- LFL retail sales ex-fuel down 1.1%, in line
- Industry growth "slowest in a decade"
- Customer spending to remain cautious, King says
J Sainsbury gave a cautious outlook for consumer trends on Wednesday as it reported a 1.1% fall in like-for-like (LFL) retail sales excluding fuel in its first quarter, although this was not as bad as some analysts had feared.
Chief Executive Justin King, who is to step down in July after a decade at the helm, blamed the fall on lower food price inflation and reduced fuel prices for the group's second straight quarterly drop in sales.
However, analysts gave a positive reaction to the results early on.
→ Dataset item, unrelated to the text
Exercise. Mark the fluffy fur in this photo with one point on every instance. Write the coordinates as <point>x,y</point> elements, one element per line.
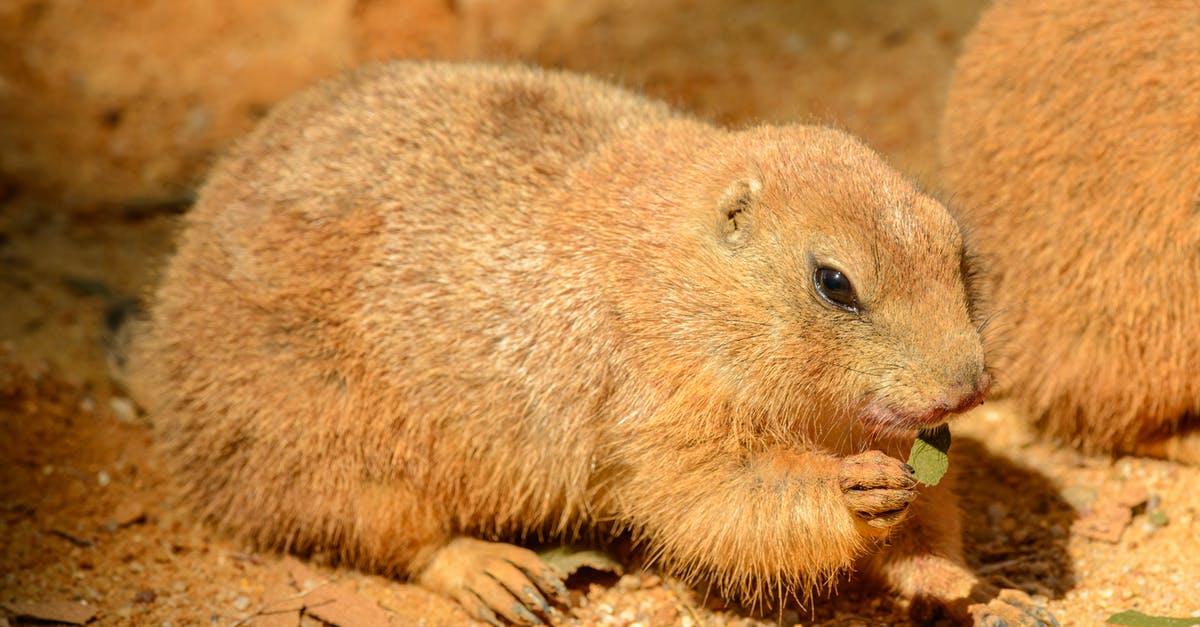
<point>1072,141</point>
<point>427,303</point>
Shore Capital in particular had forecast LFL sales to fall as much as 1.5% in the first quarter.
The performance was also an improvement from the 3.1% slump registered in the fourth quarter of the previous financial year, Sainsbury's first fall in sales in nine years.
King said that falling prices are a "welcome respite" to customers, but consumer spending remains cautious, "leading to industry growth in the quarter being the slowest in a decade".
A recent wave of price cuts at the Big Four grocery chains - an attempt to win back market share from the rapidly-growing discounters such as Aldi and Lidl - has begun to eat away at retailer's top lines, as evidenced by the 3.7% sales plunge in UK LFL sales at rival Tesco announced last week.
Sainsbury's, the UK's second-largest supermarket chain behind Tesco, actually saw total retail sales for 12 weeks to June 7th grow by 1% excluding fuel, as the company hailed "continued growth in a challenging market".
It said that its own brand remains a "key point of difference" with other retailers, with sales from its Taste the Difference range up nearly 10%. General merchandise and clothing also grew strongly, with clothing in particular delivering double-digit LFL growth.
King said: "We expect customer spending to remain cautious and we will continue to invest to keep our offer competitive to help customers balance their household budget.
"We remain confident that our clear strategy and differentiated offer will allow us to continue to outperform our supermarket peers through the remainder of the year."
Sainsbury's fares better than rivals
Shore Capital analysts Clive Black and Darren Shirley said that by Sainsbury's own standards, the 1.1% fall in LFL sales is a "disappointing outcome".
"However, against a backdrop of demonstrably weak industry sales - Sainsbury talked of the weakest quarter in a decade - the outcome is relatively sound when compared to Morrison's 7.1% fall and Tesco UK's 4% fall."
They kept a 'hold' rating on the stock on Wednesday, saying that it offers a "relatively stable investment proposition", compared with its other two UK-listed rivals Tesco and Wm Morrison which are both rated as 'sells'.
The stock was trading around 2-3% higher shortly after markets opened.